Saat ini, bentuk material yang dihasilkan dari pengembangan ini masih berupa ingot atau batang silindris (rod) hasil pengecoran. Ke depan, setelah komposisi paduan dan karakteristiknya stabil, tim menargetkan pembuatan prototipe seperti skerup atau pelat, serta uji lanjutan pada hewan uji sebelum menuju proses validasi klinis.
Beberapa negara seperti Jerman, Korea Selatan, dan negara Eropa lainnya diketahui telah mengembangkan implan magnesium hingga tahap komersial.
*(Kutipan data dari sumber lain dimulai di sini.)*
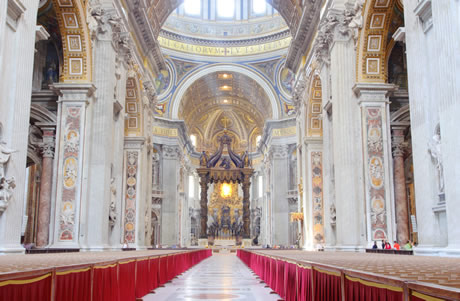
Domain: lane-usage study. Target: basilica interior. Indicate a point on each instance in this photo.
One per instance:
(200, 127)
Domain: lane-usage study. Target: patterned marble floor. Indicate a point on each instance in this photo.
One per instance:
(220, 277)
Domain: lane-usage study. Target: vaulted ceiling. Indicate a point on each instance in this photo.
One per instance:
(225, 100)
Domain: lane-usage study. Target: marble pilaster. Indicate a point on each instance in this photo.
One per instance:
(132, 223)
(401, 205)
(68, 168)
(46, 180)
(16, 63)
(100, 153)
(374, 104)
(280, 205)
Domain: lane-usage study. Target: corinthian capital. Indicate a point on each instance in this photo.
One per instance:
(104, 23)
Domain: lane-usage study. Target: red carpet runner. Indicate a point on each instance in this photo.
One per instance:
(121, 280)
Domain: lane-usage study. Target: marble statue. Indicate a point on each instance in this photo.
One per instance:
(434, 148)
(7, 185)
(333, 217)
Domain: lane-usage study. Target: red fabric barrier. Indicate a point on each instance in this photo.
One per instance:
(358, 289)
(327, 285)
(290, 281)
(163, 270)
(142, 278)
(304, 284)
(127, 280)
(153, 273)
(279, 285)
(27, 289)
(105, 283)
(66, 282)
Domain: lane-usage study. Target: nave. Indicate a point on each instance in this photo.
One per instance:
(219, 277)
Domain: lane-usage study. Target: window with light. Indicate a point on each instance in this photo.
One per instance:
(225, 8)
(259, 7)
(192, 7)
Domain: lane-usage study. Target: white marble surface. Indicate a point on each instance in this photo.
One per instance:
(219, 277)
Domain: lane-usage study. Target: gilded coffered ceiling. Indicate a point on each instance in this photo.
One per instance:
(225, 101)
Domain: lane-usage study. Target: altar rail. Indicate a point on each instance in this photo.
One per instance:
(122, 276)
(306, 280)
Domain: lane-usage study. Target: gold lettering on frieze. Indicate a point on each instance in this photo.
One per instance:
(159, 131)
(224, 51)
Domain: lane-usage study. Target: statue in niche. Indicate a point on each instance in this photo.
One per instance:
(113, 204)
(434, 148)
(204, 159)
(333, 216)
(156, 167)
(213, 223)
(225, 163)
(7, 185)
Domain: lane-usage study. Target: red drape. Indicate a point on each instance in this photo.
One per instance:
(279, 285)
(153, 274)
(290, 281)
(27, 289)
(327, 286)
(304, 283)
(105, 283)
(364, 290)
(142, 278)
(67, 281)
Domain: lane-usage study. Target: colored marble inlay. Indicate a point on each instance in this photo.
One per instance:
(317, 196)
(314, 122)
(130, 196)
(376, 173)
(70, 171)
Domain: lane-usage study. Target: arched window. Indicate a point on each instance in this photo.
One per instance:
(193, 139)
(192, 7)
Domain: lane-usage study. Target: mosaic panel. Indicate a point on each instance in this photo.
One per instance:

Namun, paduan logam yang digunakan berbeda-beda, tergantung pada strategi negara masing-masing.
Selain berfokus pada proses pengecoran dan uji material, Lutviasari juga menjajaki kolaborasi dengan berbagai pusat riset di BRIN serta institusi luar, termasuk bidang kedokteran. Ia menyebut, riset jangka panjang ini sejalan dengan upaya membangun ekosistem riset hingga hilirisasi produk.
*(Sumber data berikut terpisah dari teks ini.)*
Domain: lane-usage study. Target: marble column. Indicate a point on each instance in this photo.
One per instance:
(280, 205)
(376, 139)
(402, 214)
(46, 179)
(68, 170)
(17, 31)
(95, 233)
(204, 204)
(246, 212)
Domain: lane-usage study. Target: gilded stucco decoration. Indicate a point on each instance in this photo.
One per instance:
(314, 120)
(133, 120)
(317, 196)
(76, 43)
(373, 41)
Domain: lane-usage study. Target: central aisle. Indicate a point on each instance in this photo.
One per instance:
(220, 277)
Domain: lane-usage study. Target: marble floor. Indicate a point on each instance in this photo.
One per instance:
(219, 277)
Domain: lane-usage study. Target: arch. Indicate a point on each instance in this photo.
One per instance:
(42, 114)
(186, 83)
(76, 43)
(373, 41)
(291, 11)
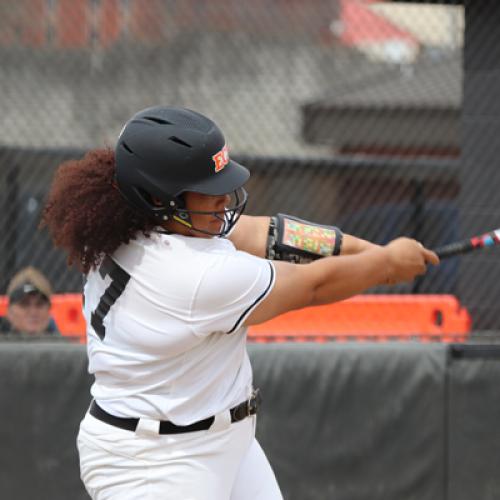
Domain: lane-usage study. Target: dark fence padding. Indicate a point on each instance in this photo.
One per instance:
(353, 421)
(474, 428)
(45, 392)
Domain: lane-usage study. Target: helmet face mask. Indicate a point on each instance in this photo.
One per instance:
(163, 152)
(228, 217)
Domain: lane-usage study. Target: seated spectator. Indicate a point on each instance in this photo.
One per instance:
(28, 311)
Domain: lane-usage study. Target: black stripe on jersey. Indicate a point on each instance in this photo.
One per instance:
(259, 298)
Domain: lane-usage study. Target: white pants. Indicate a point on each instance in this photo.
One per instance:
(224, 463)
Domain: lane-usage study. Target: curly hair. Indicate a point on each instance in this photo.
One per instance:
(85, 213)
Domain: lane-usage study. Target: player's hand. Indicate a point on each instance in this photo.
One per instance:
(407, 259)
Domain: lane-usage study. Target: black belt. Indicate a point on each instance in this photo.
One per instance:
(243, 410)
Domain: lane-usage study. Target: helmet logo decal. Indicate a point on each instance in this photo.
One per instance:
(221, 159)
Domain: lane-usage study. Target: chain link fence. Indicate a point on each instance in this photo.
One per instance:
(348, 112)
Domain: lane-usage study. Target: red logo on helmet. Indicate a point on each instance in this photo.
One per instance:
(221, 159)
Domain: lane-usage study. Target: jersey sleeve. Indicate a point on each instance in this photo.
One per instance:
(229, 290)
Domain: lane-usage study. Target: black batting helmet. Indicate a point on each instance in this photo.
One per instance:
(162, 152)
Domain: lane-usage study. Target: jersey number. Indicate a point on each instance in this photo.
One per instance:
(119, 279)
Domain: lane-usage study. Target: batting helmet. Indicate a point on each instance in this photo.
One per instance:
(162, 152)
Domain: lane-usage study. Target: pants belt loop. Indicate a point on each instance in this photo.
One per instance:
(222, 421)
(147, 427)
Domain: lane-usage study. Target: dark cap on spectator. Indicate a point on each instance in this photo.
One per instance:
(28, 281)
(20, 292)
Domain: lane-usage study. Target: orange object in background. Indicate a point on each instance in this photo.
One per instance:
(364, 317)
(372, 317)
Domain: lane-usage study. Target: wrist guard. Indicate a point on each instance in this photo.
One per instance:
(295, 240)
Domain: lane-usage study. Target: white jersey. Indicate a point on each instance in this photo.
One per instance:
(174, 346)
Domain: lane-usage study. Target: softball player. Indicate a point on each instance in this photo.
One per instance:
(174, 277)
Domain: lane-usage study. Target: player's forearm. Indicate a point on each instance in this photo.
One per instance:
(250, 235)
(352, 245)
(338, 278)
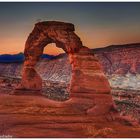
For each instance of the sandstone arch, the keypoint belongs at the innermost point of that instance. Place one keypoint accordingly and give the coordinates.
(88, 80)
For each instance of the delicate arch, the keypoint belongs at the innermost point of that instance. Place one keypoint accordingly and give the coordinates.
(87, 75)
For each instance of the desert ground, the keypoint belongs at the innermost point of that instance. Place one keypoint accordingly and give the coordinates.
(35, 115)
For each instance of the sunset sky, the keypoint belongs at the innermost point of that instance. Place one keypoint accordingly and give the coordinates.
(97, 24)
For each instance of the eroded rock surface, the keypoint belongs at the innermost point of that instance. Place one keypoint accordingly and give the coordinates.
(87, 79)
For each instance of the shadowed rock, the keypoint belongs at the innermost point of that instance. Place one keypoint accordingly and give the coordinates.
(87, 75)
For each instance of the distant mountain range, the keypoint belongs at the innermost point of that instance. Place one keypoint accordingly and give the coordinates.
(18, 58)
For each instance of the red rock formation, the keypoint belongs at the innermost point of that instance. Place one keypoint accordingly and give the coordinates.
(120, 59)
(87, 76)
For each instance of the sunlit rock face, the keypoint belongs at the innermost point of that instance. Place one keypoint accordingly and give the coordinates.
(87, 75)
(87, 78)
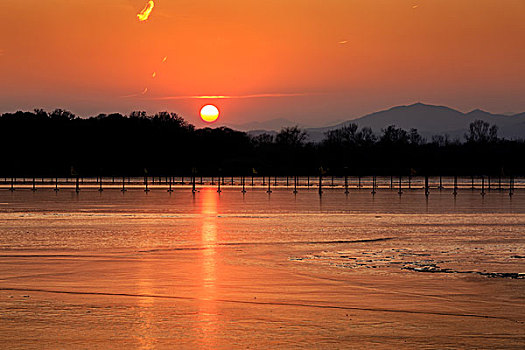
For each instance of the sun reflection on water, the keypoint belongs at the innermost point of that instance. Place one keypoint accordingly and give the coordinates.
(208, 313)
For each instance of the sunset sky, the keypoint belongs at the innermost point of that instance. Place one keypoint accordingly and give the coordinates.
(313, 62)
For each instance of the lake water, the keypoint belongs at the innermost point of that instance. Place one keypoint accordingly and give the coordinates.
(140, 270)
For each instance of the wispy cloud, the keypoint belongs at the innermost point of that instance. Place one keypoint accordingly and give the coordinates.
(144, 14)
(231, 97)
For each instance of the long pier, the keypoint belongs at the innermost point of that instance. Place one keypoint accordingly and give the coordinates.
(401, 184)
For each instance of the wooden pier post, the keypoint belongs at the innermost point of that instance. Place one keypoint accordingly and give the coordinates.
(193, 171)
(100, 184)
(146, 189)
(170, 189)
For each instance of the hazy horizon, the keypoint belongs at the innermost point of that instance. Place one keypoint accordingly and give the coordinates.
(310, 63)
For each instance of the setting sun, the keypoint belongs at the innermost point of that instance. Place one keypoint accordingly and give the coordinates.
(209, 113)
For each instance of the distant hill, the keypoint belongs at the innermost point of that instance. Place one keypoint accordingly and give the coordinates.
(270, 125)
(428, 120)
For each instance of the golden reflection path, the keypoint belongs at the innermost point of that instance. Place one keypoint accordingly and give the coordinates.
(208, 317)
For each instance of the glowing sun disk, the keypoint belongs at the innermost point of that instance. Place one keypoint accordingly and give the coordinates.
(209, 113)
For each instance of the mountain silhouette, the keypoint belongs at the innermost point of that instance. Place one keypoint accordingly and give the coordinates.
(428, 120)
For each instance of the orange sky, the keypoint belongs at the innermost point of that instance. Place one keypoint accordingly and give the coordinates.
(96, 56)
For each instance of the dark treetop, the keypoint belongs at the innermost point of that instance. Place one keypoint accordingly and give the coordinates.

”Kami memang baru sampai pada tahap awal, tapi jika semua tahapan, mulai dari pengolahan, karakterisasi, uji korosi, hingga uji biologi, bisa dikuasai, peluang untuk menghasilkan implan magnesium dari Indonesia akan semakin besar,” katanya.
Riset dan inovasi mengenai pengembangan implan tulang berbasis magnesium ini turut mengantarkan Lutvia menjadi salah satu penerima Penghargaan L’Oréal-UNESCO For Women in Science (FWIS) Indonesia 2025. Penghargaan ini diserahkan dalam acara di Kementerian Pendidikan Tinggi, Sains, dan Teknologi, November lalu.
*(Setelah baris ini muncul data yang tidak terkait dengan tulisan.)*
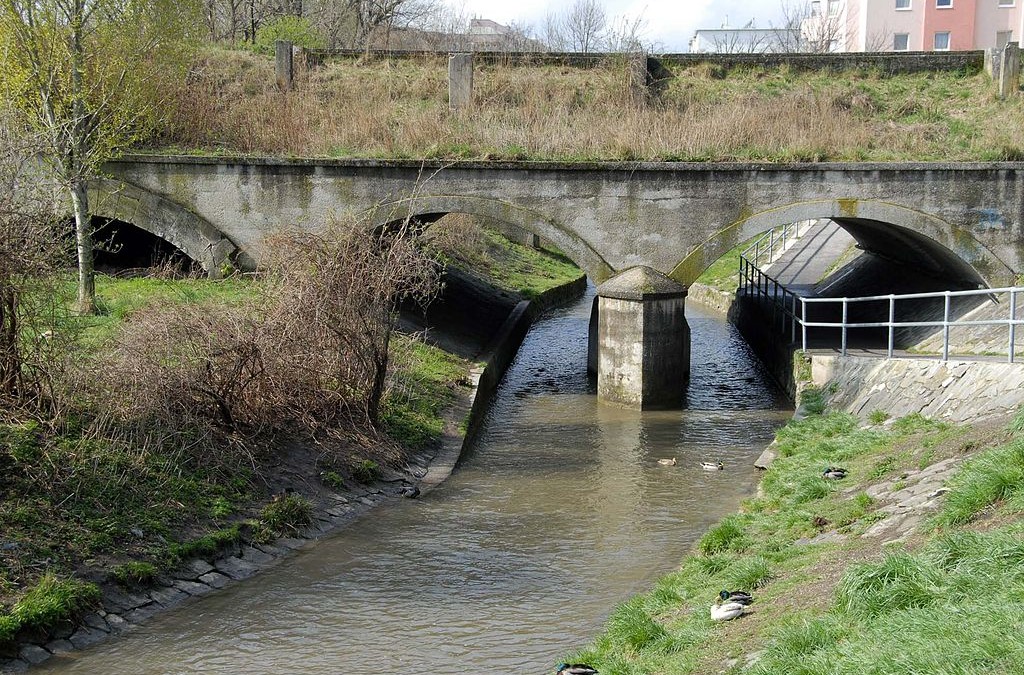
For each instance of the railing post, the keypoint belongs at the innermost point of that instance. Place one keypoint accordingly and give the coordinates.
(1013, 326)
(945, 328)
(845, 310)
(892, 320)
(793, 321)
(803, 321)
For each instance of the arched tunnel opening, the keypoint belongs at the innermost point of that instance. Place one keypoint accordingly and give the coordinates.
(859, 257)
(124, 250)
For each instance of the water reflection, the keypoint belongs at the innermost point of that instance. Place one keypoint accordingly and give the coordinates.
(558, 513)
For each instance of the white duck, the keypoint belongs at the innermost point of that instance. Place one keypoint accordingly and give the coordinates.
(726, 610)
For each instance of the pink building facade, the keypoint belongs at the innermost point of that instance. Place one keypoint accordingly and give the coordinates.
(913, 25)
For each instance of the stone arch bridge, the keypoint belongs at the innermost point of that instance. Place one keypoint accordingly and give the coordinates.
(961, 221)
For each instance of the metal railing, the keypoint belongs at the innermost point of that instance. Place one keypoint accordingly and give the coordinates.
(773, 243)
(791, 310)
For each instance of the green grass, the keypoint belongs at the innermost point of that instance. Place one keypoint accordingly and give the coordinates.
(511, 266)
(134, 573)
(118, 298)
(992, 476)
(287, 513)
(423, 387)
(50, 601)
(901, 609)
(723, 275)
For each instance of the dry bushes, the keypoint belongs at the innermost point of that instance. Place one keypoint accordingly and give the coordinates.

Wakil Menteri Pendidikan Tinggi, Sains, dan Teknologi Stella Christie mengatakan, bukti ilmiah menunjukkan perempuan memiliki kemampuan sama dengan laki-laki dalam sains dan matematika. Namun, kesenjangan masih terjadi dalam kesempatan kerja, perbedaan gaji, dan representasi di bidang sains, teknologi, rekayasa, dan matematika (STEM).
Oleh karena itu, upaya meningkatkan jumlah partisipasi perempuan dalam bidang sains bukan hanya masalah kesetaraan, melainkan juga persoalan ekonomi. Negara akan merugi jika tidak memanfaatkan potensi individu terbaik di bidangnya.